There are many kinds of conditions and symptoms that require different kinds of surgery for treatment as well as diagnostic management. One such procedure is called a laparoscopy or the laparoscopic surgery. This is a surgical diagnostic management procedure that is known to be a low risk process with minimal invasion and suitable for various types of ailments. Read on to know everything about laparoscopic surgeries.
- Definition: A laparoscopic surgery is one where small incisions are made and an instrument called a laparoscope is used in order to take a look at the organs in the abdominal region. This tool is a long tube shaped one that comes with its own high intensity light and a high resolution camera that can easily move along the walls of the organs while the camera sends back imagery that will be displayed on a video screen in front of the doctor. This avoids the need for an open surgery and helps the doctors in getting samplesfor a biopsy on an outpatient basis.
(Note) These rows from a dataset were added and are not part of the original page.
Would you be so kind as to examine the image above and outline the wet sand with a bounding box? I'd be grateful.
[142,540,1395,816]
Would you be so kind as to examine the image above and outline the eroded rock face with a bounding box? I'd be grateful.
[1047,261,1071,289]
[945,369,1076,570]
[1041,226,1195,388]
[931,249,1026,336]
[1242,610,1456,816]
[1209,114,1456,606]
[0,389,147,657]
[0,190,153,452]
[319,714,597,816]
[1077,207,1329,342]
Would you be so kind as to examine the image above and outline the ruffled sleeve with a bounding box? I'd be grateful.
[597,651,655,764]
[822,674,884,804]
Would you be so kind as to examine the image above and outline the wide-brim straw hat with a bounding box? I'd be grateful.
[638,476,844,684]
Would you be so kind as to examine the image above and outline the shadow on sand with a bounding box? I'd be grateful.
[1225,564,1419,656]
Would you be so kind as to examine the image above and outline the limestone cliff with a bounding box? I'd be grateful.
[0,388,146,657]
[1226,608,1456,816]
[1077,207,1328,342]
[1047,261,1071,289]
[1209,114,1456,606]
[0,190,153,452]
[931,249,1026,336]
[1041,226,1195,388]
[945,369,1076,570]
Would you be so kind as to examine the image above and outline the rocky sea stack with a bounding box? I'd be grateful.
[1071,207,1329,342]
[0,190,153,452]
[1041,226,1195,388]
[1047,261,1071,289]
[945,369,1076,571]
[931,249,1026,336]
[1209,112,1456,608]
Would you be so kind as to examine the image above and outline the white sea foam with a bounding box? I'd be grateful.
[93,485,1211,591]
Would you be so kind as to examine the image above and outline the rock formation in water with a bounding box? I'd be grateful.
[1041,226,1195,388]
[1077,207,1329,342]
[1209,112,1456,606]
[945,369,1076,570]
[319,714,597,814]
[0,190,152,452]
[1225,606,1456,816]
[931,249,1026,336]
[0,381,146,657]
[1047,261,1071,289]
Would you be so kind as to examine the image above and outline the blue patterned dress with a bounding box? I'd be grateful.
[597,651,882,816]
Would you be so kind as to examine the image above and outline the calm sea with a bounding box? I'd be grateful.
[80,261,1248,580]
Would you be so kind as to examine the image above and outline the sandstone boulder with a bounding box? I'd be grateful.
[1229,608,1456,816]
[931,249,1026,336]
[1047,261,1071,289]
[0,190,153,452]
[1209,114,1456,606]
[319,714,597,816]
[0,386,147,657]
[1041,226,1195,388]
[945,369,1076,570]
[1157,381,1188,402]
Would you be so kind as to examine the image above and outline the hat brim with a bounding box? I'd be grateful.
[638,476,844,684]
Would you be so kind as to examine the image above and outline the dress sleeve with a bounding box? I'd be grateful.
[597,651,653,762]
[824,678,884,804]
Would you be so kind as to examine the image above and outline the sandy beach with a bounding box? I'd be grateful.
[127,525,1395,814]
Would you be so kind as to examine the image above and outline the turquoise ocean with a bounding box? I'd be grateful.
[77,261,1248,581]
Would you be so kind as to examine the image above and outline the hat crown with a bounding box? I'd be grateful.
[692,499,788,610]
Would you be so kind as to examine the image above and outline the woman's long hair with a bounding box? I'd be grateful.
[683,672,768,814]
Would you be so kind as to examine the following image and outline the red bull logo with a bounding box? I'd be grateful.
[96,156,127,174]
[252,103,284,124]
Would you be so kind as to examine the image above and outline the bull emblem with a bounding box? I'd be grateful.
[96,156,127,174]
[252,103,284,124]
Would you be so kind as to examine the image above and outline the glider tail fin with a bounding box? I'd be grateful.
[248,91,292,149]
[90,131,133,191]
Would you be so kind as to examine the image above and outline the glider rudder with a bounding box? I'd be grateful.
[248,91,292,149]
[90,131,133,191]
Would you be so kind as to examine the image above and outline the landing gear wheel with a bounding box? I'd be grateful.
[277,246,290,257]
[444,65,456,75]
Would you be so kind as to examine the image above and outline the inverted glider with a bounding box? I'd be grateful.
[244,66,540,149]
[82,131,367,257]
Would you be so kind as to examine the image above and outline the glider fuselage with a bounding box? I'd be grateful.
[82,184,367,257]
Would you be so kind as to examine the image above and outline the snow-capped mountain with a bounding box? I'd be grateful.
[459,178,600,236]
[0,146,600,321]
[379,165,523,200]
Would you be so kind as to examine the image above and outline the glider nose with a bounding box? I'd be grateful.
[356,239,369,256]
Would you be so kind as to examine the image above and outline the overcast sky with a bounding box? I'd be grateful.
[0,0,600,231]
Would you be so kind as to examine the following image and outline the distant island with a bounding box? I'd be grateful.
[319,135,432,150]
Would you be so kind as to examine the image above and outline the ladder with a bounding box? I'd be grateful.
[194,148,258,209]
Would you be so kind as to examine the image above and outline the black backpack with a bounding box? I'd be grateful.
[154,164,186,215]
- Need for Laparoscopy: This procedure is performed when the patient complains of persistent pain that is also sharp and shooting, in the abdomen region and surrounding areas like the pelvic cavity. This non-invasive method helps in diagnosis where other imaging methods like an ultrasound and CT or MRI scans would have failed to give a conclusive reason for the pain and suffering of the patient. When these tests do not supply enough reason for proper diagnosis, then the doctors usually resort to this kind of procedure.
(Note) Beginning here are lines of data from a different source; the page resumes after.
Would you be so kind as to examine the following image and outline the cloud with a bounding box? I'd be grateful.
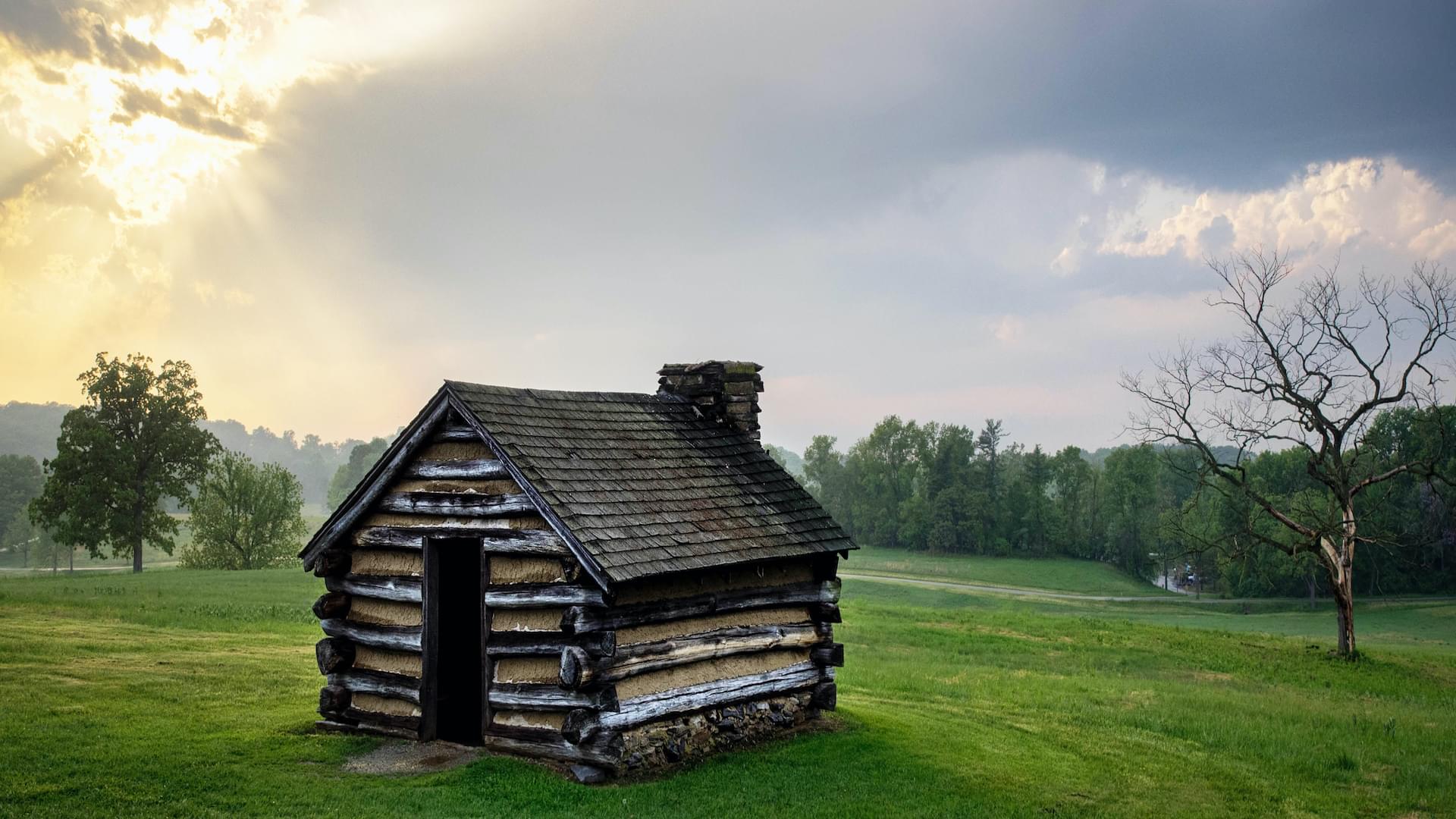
[111,82,252,143]
[990,316,1027,344]
[0,0,187,74]
[1098,158,1456,259]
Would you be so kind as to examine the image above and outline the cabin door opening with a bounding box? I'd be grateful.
[425,538,485,745]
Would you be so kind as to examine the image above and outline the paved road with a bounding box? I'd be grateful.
[839,571,1456,605]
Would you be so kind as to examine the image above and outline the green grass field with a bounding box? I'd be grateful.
[843,548,1174,598]
[0,565,1456,817]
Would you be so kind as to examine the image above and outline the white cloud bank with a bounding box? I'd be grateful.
[1098,158,1456,259]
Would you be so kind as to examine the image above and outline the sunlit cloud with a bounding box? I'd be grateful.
[0,0,477,416]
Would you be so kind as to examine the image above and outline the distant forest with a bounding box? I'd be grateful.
[792,410,1456,596]
[11,402,1456,596]
[0,400,393,506]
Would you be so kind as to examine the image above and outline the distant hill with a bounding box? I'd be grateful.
[0,400,73,460]
[1082,443,1239,466]
[763,443,804,478]
[0,400,391,504]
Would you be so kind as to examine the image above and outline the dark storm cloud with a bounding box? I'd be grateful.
[156,3,1456,444]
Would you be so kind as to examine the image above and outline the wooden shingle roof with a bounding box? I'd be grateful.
[446,381,855,583]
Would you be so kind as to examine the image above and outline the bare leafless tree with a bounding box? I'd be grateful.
[1122,251,1456,657]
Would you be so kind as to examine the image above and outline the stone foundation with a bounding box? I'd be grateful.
[622,691,818,771]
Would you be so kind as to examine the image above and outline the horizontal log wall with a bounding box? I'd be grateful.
[315,410,843,770]
[315,410,588,737]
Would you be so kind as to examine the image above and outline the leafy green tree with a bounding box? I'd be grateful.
[1051,446,1097,557]
[1102,444,1157,577]
[1022,444,1051,555]
[329,438,389,512]
[182,452,309,568]
[845,416,927,548]
[975,419,1006,551]
[30,353,217,571]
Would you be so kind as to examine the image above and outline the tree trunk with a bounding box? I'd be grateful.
[1320,516,1356,661]
[1335,587,1356,659]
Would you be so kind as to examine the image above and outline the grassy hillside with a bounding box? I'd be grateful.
[0,570,1456,817]
[843,549,1172,596]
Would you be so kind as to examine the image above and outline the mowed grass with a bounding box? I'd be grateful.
[0,570,1456,817]
[842,548,1174,598]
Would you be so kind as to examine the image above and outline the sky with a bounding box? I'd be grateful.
[0,0,1456,450]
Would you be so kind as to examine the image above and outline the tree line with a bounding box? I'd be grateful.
[0,400,381,507]
[780,406,1456,598]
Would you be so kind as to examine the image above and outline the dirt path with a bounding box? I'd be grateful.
[839,571,1456,605]
[0,560,182,574]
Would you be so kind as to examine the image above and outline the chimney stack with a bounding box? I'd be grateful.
[657,362,763,440]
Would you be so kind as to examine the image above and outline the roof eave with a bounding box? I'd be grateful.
[299,386,450,571]
[440,381,611,593]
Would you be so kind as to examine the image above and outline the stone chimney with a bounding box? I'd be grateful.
[657,362,763,440]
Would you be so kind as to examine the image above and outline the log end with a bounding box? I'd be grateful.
[810,642,845,667]
[560,708,598,745]
[810,682,839,711]
[313,637,354,675]
[313,592,350,620]
[560,645,592,691]
[318,685,353,720]
[313,549,354,577]
[810,604,845,623]
[571,764,611,786]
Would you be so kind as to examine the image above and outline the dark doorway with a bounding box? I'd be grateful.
[425,538,485,745]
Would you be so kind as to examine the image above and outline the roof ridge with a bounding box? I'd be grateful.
[444,379,686,403]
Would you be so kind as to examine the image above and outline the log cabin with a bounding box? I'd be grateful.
[300,362,855,781]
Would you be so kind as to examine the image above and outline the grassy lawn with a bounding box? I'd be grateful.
[843,548,1174,598]
[0,565,1456,817]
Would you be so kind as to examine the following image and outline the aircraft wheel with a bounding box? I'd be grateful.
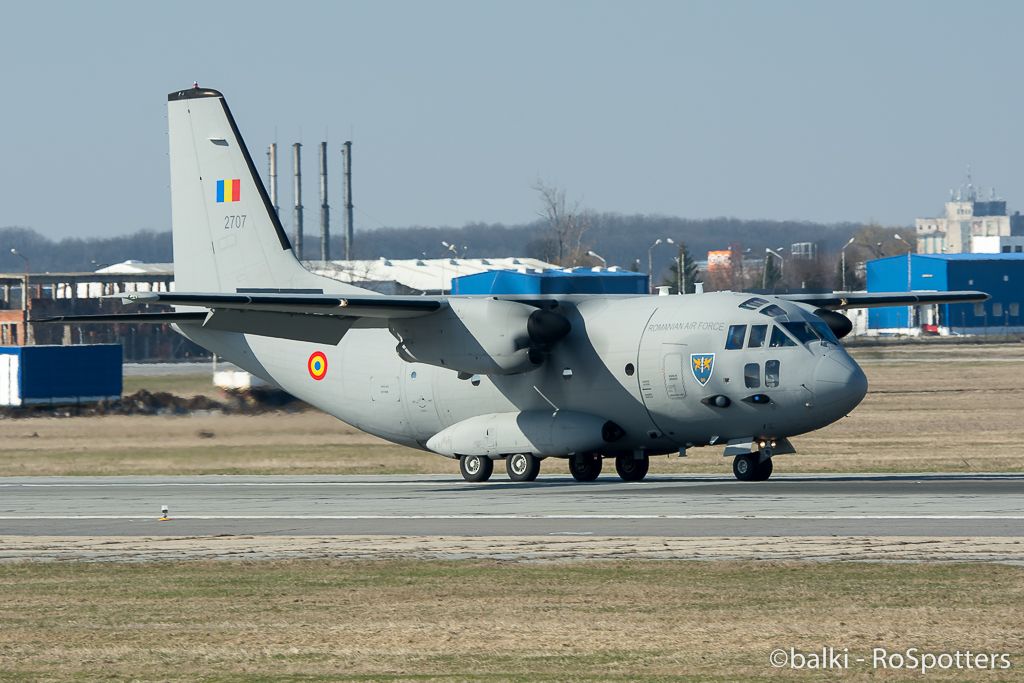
[732,453,771,481]
[505,453,541,481]
[569,453,601,481]
[459,456,495,481]
[754,458,774,481]
[615,455,650,481]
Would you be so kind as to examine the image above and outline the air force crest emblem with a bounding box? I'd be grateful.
[690,353,715,386]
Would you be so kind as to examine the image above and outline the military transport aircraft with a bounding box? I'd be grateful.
[41,86,987,481]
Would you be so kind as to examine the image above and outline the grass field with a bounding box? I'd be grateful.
[0,561,1024,681]
[0,344,1024,475]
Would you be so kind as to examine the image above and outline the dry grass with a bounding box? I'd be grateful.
[6,344,1024,475]
[0,561,1024,681]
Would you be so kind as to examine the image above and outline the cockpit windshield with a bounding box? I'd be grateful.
[782,321,818,344]
[782,322,839,344]
[811,321,839,344]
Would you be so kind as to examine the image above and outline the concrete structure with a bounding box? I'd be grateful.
[915,181,1024,254]
[304,257,558,294]
[867,253,1024,334]
[971,234,1024,254]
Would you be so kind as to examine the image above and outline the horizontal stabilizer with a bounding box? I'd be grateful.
[776,291,988,309]
[117,292,444,318]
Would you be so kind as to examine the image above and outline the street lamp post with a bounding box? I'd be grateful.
[10,247,32,345]
[893,232,913,331]
[761,247,785,290]
[676,245,686,294]
[839,238,857,292]
[647,238,676,294]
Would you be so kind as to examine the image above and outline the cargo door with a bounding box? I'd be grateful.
[637,343,688,434]
[401,366,440,442]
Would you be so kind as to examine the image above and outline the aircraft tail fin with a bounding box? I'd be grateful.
[167,86,365,293]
- The Organs it can be used for: The laparoscopic surgery can be used for many organs including the appendix as well as the gall bladder, the pelvic region and the reproductive organs, the small and large intestines, the spleen, the stomach, the liver and the pancreas.
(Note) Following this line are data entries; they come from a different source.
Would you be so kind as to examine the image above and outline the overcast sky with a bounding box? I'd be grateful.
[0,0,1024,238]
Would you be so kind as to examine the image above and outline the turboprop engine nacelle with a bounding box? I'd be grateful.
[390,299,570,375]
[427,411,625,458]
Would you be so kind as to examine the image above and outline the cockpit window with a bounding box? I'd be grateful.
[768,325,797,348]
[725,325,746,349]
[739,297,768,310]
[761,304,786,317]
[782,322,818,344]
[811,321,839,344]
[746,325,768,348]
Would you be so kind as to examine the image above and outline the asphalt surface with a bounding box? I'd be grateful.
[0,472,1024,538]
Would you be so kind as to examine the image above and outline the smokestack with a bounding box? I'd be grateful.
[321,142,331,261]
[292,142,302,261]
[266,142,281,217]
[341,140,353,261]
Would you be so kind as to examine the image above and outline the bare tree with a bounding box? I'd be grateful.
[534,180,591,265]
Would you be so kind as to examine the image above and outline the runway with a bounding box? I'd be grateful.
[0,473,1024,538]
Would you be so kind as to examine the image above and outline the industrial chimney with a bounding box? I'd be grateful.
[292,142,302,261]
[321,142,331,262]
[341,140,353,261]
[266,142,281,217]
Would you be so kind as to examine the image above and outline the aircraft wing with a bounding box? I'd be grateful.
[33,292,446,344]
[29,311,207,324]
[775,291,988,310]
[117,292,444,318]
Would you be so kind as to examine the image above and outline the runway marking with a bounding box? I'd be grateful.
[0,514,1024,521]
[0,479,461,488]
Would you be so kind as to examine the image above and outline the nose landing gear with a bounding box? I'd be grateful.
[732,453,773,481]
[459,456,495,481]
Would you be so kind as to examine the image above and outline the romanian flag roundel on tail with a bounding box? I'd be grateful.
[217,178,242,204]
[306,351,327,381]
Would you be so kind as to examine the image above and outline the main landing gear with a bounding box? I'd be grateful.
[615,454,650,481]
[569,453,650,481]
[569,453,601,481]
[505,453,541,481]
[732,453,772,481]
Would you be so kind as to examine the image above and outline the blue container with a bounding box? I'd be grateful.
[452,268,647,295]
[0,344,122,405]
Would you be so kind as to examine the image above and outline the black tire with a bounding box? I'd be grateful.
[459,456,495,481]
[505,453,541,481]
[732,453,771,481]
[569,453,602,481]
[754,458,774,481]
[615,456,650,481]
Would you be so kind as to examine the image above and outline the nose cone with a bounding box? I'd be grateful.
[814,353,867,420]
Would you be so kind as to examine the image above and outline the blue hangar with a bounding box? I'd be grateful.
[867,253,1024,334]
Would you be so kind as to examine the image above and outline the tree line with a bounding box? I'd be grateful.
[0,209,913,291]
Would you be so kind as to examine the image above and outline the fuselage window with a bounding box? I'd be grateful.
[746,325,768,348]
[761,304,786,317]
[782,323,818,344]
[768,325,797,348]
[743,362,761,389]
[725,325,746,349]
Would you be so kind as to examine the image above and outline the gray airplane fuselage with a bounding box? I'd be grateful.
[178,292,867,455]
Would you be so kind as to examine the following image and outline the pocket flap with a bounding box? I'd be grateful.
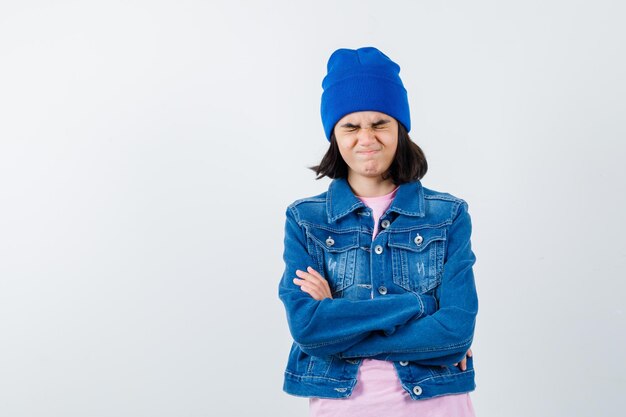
[306,227,359,252]
[389,227,446,252]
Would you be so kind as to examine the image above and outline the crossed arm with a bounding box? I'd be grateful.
[279,203,478,365]
[293,266,472,371]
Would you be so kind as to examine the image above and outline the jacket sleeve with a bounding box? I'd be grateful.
[339,202,478,365]
[278,206,437,356]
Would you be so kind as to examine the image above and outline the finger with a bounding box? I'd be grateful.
[306,266,326,281]
[296,269,319,282]
[300,286,326,301]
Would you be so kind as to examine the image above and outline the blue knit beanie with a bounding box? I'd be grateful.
[321,47,411,141]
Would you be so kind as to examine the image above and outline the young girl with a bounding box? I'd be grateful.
[279,47,478,417]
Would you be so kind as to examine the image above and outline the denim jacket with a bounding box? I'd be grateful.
[279,179,478,400]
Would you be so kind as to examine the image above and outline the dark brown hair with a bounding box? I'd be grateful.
[309,123,428,185]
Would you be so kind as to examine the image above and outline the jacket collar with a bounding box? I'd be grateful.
[326,178,424,223]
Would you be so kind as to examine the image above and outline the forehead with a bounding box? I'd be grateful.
[337,111,393,124]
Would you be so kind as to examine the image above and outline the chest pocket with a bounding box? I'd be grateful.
[389,227,446,294]
[303,227,359,298]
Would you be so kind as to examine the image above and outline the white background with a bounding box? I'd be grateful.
[0,0,626,417]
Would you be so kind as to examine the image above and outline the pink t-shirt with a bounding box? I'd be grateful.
[309,187,474,417]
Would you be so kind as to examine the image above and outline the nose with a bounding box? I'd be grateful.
[357,128,376,145]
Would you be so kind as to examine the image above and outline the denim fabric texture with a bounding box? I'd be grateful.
[279,179,478,400]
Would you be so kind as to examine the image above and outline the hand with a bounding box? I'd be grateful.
[293,266,333,301]
[454,349,472,371]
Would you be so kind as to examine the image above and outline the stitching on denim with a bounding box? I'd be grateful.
[415,369,474,384]
[302,220,361,234]
[285,371,351,384]
[359,337,473,357]
[386,219,452,233]
[296,336,354,350]
[424,193,463,203]
[329,200,363,222]
[413,293,426,318]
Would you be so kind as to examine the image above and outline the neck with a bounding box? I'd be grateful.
[348,175,396,197]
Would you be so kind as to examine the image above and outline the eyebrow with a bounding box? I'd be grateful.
[340,119,391,129]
- What all can it Detect: The laparoscopic surgery can help in detecting a number of issues including any abnormal growth or mass that may be a tumour. It can also point at the presence of any disease in the liver, as well as the proper functioning of certain treatments. Also, it can show the amount of fluid that may or may not be present in the abdominal cavity and the extent of cancer's progression in the body.
- Risks: There are a few side effects or risks of this method including fever, chills, swelling, bleeding or redness of the site where the incision was made for the surgery, and shortness of breath. All these symptoms must be reported to the doctor immediately as they may point at the presence of an infection. Also, there is a risk of organ damage in this procedure.